Александр Тюрин - Байки старпома Корнева

Александр Тюрин. Байки старпома Корнева

Из Мурманска на Певек

Рейсы на Певек у меня всегда проходили гладко – однако на сей раз где-то наверху или внизу решили, что это уже перебор. И всё не заладилось с самого начала, поступательно развиваясь от мелочей к более крупным гадостям: перегоревший чайник, разлившийся в рундуке шампунь, упавший в море стакан с подстаканником (подарок деда-полярника), помочившийся на капитанском мостике кот Барсик, вышедший из строя радар прямо во время моей вахты, экран которого вдруг вспыхнул, показав все мыслимые и немыслимые цели – льды, волны, потоки дождя и снежные заряды, а потом ушел в нирвану. Тут и усложнившаяся ледовая ситуация в проливе Лаптева, что оказался забит сплоченным льдом, несмотря на хорошо пропиаренное глобальное потепление. Из-за этого мы пошли на норд-ост, к проливу Санникова. Ну да, имени того самого Якова Санникова, который ухитрился разглядеть растаявшую не позднее десяти тысячи лет назад Арктиду.

И вот тебе ягодка на адском торте: сели на камни около девяти утра в кабельтове от отсутствующего на карте островка, имея на траверзе правого борта остров Столбовой.

На вахте стоял третий помощник, собственно и предварительная прокладка курса была его. А я как раз пошел навестить «кабинет задумчивости». И именно тогда, когда я пребывал в гальюне, всё вдруг переместилось с приличной угловой скоростью и моя головой впилилась в зеркало. Треск, трещина на стекле, что, кстати, является дурной приметой, капли крови и моя удивленная физиономия. Как был, в трусах и тельнике, выскочил на палубу.

Возмущенная повариха тётя Даша, грозящая увесистыми кулаками незнамо кому, почти неоновая мгла, сквозь которую еле проглядывает желтовато-звериный зрак солнца, темный кильватерный след, несколько камней, настороженно выглядывающих из воды и покрытых инеем – словно седые головы троллей. И последний мазок на картине: внедорожник капитана, смайнавший с палубы в воду, о чем красноречиво свидетельствует пустое место на палубе и пузыри на воде – такие отчетливые в свете включенного рубочного прожектора.
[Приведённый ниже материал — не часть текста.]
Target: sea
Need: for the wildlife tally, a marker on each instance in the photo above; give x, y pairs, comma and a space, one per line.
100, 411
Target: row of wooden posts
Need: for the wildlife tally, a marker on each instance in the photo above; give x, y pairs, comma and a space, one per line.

Как хорошо, что у нас не имелось ничего весомее джипа на верхней палубе – иначе это хозяйство, сорвав крепления, высыпалось бы за борт, попутно уронив судно.

После переговоров по радио стало ясно, что судно-спасатель подойдет через два-три часа. Смещения груза нет, ни одно живое существо не пострадало, если не считать меня с помазанным зеленкой лбом, экипаж полностью подготовлен к борьбе за живучесть судна, аж дым из ноздрей идёт; аварийных повреждений (за исключением разбитого зеркала в гальюне, пары упавших кастрюль на камбузе и личной тёти Дашиной банки с солеными огурцами) тоже не наблюдается. Да, что-то случилось с гидравлическим приводом у рулевого устройства, но это хозяйство старшего механика. Я решил по-быстрому, при помощи надувной лодки, прогуляться на бережок, якобы для изучения навигационной обстановки, а на самом деле, чтобы не слышать горестные капитанские стенания; с собой взял только матроса Лямина.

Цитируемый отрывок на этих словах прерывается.